上海交通大学医学院附属仁济医院风湿免疫科行政副主任

主任医师,教授,博士,研究生导师

中国医师协会免疫吸附学术委员会常务委员

上海市医师协会风湿免疫分会委员兼秘书

上海市免疫学会风湿免疫专业委员会委员

上海市医学会风湿病专科分会青委副主委

近20多年来,随着新药研发上市及治疗策略改善,类风湿性关节炎(RA)患者功能障碍不断减少,RA已从过去医患眼中的“高致残疾病”,变成了一种经治疗可控的慢性病。“达标治疗”无疑是现今RA领域的“热词”。

达标治疗,即以病情缓解为治疗目标,采取各种积极有效的治疗,在一定时间内迅速将炎症或病情活动度降至较低水平或达到临床缓解。虽然达标治疗的方向明确,但达标策略下治疗的具体目标应该是什么?传统的疗效评价体系是否能如实反映患者所获得的治疗效果?是需要探讨的。

日前,上海交通大学医学院附属仁济医院郭强教授在第二届PIIC上发表题为《认识PRO——理论推崇抑或现实之选》的报告。在报告中,郭强教授指出,患者报告的结局指标(PRO)作为研究疾病活动和评价治疗效果的独特指标,已逐渐被医学界重视并提倡。PRO直接采自患者本人而不加修饰,真实地反映了患者的感受,在RA临床治疗评价中发挥的作用越来越重要。达标治疗需要医患共同参与,医生应当从治疗患者的专家,转变为支持患者做出最佳决策的推动者。
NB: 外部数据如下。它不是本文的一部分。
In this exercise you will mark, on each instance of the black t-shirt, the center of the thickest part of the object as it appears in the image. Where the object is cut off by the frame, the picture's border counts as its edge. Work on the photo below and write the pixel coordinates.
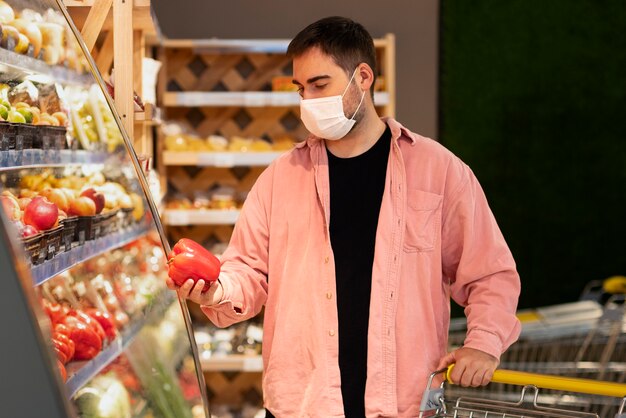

PRO:一切从患者出发早在1977年,美国纽约州罗彻斯特大学精神和内科教授恩格尔(Engel)提出用生物-心理-社会医学模式取代生物医学模式[1]。这一模式提倡医生不仅要关注患者的疾病状况,还应关注患者的心理状态与社会活动的参与度。

以往,基于医生主观判断+辅助检查的疗效评价体系存在着明显的缺陷:它们无法评估患者的心理、社会参与度等指标。此外,单纯从临床医生角度出发评估疗效,往往会高估治疗的有效性,低估问题的严重性。在这样的背景下,PRO应运而生,取代传统模式广泛应用于终点疗效评价。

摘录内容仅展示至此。